Darel berhasil menahan Renja sebelum membentur tanah. "Renja, kau kenapa? Apa yang terjadi?"
Renja diam, telinganya berdengung keras sehingga dia mencoba untuk keluar dari dengungan itu, matanya menatap kosong, penuh kebingungan.
Darel melirik motornya, terdapat lecet dan beberapa hal menonjol bergelantungan. Jelas Renja baru saja jatuh.
"Motornya ... kau bisa pakai sekarang," gumam Renja, berucap menatap langit seperti dia akan terbang ke sana. "Maaf." Lantas matanya tertutup, tak mampu lagi menahan kesadaran, otaknya terlalu bingung.
Dia masih mementingkan keperluan Darel daripada dirinya sendiri. Entah bagaimana cara dia sampai, mungkin jika dia telah sadar, dia juga tidak tahu jawabannya.
Sementara Darel terpaku membisu menahan Renja di pangkuan, darah ikut mengotori pakaiannya juga.

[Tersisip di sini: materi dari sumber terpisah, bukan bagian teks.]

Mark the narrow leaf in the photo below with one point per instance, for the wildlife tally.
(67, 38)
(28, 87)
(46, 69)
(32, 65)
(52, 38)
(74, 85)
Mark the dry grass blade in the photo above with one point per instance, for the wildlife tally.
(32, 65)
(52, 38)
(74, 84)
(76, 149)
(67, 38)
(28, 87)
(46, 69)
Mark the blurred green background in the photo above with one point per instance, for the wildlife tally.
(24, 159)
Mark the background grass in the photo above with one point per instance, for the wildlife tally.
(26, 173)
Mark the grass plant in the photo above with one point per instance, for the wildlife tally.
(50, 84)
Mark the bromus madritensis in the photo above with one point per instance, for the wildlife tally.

Renja kotor berdebu, baju dan roknya robek. Sandal Renja juga hilang sebelah. Mata Renja sembab, dia mungkin menangis sepanjang jalan.

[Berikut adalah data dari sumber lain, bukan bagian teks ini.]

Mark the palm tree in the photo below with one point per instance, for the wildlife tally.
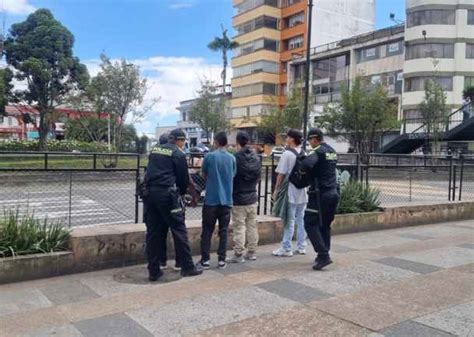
(223, 44)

"A-apa karena aku?" Darel gemetar, berpikir Renja pasti kecelakaan sebab tuntutan kasarnya. Darel menghubungi seseorang untuk datang secepatnya. Hilang sudah niatnya keluar atas keperluan bodoh itu, dia telah mencelakai Renja secara tidak langsung. Itulah yang Darel pikirkan.

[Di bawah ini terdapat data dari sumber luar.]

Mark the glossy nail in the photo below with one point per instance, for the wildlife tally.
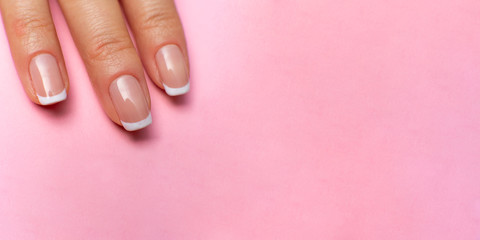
(130, 103)
(47, 79)
(173, 70)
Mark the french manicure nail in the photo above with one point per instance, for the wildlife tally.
(47, 79)
(173, 70)
(130, 102)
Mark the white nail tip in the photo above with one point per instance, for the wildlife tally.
(138, 125)
(53, 99)
(177, 91)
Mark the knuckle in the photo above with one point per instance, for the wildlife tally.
(29, 24)
(105, 46)
(157, 18)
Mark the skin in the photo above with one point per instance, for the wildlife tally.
(100, 34)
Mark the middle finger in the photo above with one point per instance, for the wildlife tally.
(111, 60)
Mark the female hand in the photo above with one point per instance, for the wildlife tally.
(115, 69)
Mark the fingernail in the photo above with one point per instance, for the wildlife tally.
(173, 70)
(47, 79)
(130, 102)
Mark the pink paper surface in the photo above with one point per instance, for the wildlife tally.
(308, 119)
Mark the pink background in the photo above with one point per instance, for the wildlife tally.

Darel melupakan fakta bahwa Renja terlalu cepat sampai jika diperhatikan dari waktu Darel menelepon. Tidak terpikir Renja jatuh sebelum dia memarahi. Kondisi Renja seperti ini, siapa yang sempat menelaah dalam keadaan panik? Hanya mampu menyalahkan diri sendiri.
Bersambung....
Pastikan telah membaca bab 13 dan 14 yang ketinggalan.
KAMU SEDANG MEMBACA
Following the Current
RomanceGadis yang terbiasa untuk mengerti dari pada dimengerti adalah gadis yang penurut. Hidup sederhana, dan bertutur lembut. Renja adalah gadis desa yang baik, namun cukup sombong dengan menolak banyak lamaran datang ke rumah. Lalu kemudian sebuah kapa...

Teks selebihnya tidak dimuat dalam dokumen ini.